C’est surtout dans la seconde partie de leur carrière que les Beatles vont faire rugir les watts. Revolution dans sa version single avec ses guitares saturées branchées directement dans la console, Birthday et son riff implacable, Why don’t we do it in the road ? où Macca pousse sa voix dans les derniers retranchements, tout comme dans Oh ! Darling et Back in the USSR.

« C’est ma voix à la Jerry Lee Lewis » aime-t-il préciser

D’autres titres tels I want you (she so heavy), Come together, les solos déjantés de The end, Everybody’s got something to hide except for me and my monkey, Yer blues, Good morning, One after 909, Get back… lorgnent indubitablement du côté « rock ».

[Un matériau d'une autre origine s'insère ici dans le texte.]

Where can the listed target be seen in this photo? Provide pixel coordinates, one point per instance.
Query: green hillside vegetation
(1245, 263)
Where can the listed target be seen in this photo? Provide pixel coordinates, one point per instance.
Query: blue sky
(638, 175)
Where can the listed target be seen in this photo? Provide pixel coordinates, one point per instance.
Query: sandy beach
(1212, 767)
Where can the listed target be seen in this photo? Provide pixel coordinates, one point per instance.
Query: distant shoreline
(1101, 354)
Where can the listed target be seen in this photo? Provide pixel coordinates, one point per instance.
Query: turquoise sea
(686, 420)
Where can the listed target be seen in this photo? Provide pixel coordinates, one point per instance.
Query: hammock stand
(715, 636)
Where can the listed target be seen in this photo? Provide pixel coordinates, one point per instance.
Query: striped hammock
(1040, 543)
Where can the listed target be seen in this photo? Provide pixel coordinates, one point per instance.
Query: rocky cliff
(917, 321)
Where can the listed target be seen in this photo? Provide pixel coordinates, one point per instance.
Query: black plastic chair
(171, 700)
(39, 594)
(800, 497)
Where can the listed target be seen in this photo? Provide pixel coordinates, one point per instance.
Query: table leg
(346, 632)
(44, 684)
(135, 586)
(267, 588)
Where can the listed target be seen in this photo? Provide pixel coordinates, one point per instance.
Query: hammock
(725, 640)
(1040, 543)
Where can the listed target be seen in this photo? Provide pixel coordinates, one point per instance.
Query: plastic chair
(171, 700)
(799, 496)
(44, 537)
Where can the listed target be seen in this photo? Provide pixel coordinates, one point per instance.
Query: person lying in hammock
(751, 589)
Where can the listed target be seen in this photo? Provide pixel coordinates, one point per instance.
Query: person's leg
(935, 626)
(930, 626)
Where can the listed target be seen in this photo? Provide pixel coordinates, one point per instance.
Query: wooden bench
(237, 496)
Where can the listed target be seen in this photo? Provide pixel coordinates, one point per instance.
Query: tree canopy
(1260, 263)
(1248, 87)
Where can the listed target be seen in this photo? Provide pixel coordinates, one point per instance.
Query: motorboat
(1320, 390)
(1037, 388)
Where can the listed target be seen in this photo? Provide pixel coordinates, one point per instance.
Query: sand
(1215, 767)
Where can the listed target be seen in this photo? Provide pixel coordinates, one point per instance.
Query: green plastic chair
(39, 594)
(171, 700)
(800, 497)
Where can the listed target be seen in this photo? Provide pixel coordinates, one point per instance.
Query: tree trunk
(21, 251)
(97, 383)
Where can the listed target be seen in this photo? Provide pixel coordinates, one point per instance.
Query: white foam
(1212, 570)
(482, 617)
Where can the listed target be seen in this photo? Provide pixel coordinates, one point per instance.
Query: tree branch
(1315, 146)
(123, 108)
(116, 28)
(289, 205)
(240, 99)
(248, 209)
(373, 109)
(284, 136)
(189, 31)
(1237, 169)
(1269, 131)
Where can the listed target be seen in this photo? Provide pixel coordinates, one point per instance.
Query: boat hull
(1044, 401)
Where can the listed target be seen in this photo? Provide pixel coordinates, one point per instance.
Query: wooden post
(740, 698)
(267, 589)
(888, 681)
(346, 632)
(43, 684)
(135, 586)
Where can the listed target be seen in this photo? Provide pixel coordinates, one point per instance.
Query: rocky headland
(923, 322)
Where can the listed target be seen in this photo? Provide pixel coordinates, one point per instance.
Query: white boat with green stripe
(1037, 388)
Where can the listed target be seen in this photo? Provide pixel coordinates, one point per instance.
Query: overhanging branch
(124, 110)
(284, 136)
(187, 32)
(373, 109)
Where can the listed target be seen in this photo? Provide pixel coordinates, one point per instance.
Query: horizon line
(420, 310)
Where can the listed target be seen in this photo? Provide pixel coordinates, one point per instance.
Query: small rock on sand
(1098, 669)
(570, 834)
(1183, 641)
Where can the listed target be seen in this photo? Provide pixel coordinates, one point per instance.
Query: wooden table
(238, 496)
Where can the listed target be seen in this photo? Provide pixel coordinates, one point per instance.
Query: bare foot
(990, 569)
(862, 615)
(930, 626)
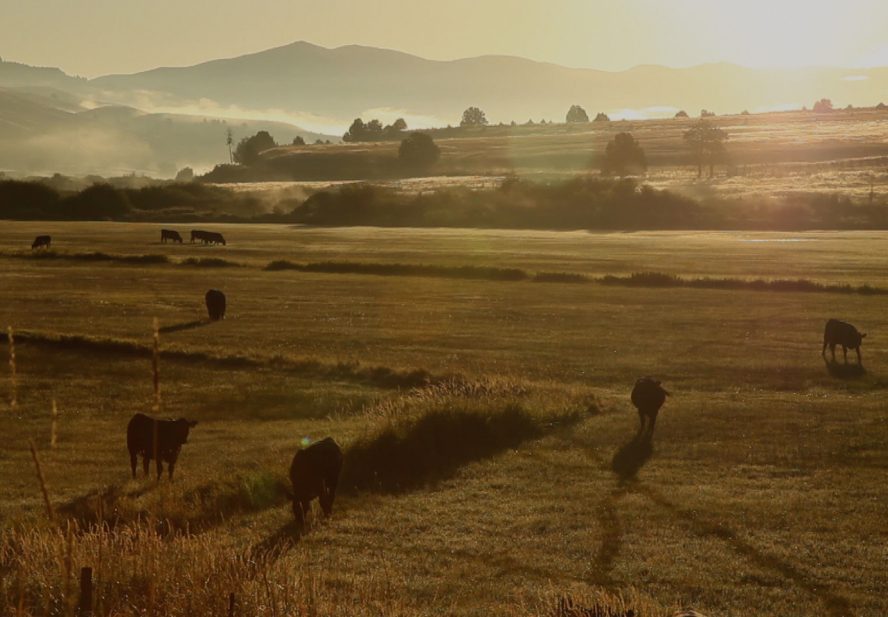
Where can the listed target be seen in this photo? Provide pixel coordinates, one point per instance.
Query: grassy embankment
(763, 494)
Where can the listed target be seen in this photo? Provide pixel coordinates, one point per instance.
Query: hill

Mais s’il y a bien une chanson dans le répertoire des Beatles qui incarne la sauvagerie rock à l’état brut, c’est Helter skelter. On l’a souvent décrit comme « le premier morceau heavy metal de l’histoire ». Pour ma part je le considère plutôt comme le premier morceau « grunge » tant son atmosphère sonne « crade », dans l’esprit du mouvement des années 90. Et à l’origine, il s’agissait d’un blues, comme nous le fait écouter Giles Martin, à l’occasion de la réédition de l’album blanc, sortie en 2018.

Un blues se transformant en un hard-rock sauvage… on parle bien des Beatles ?

…Et les Stones de la Pop mielleuse

À contrario, les Rolling Stones réputés pour leur dévotion au blues ont aussi cédé aux sirènes de la pop-music qui trustait le haut des charts. Oui leurs premiers enregistrements sont soit des reprises de Chuck Berry, soit de Rhythm and Blues, et nous font rêver de traverser l’Atlantique. Mais assez rapidement, leur répertoire va accueillir des ballades qui ne laisseront pas insensible leur public féminin.

D’ailleurs, la toute première composition du duo Jagger-richards est As tears go by dont on ne peut pas franchement dire que la fièvre rocknrollesque soit la principale caractéristique :

Et la suite des morceaux signés par le tandem des Glimmer Twins regorge de chansons ouvertement « pop » : Play with fire, Lady jane, Ruby Tuesday, quand ce n’est pas des albums complets comme Between the buttons ou Their Satanic Majesties Request.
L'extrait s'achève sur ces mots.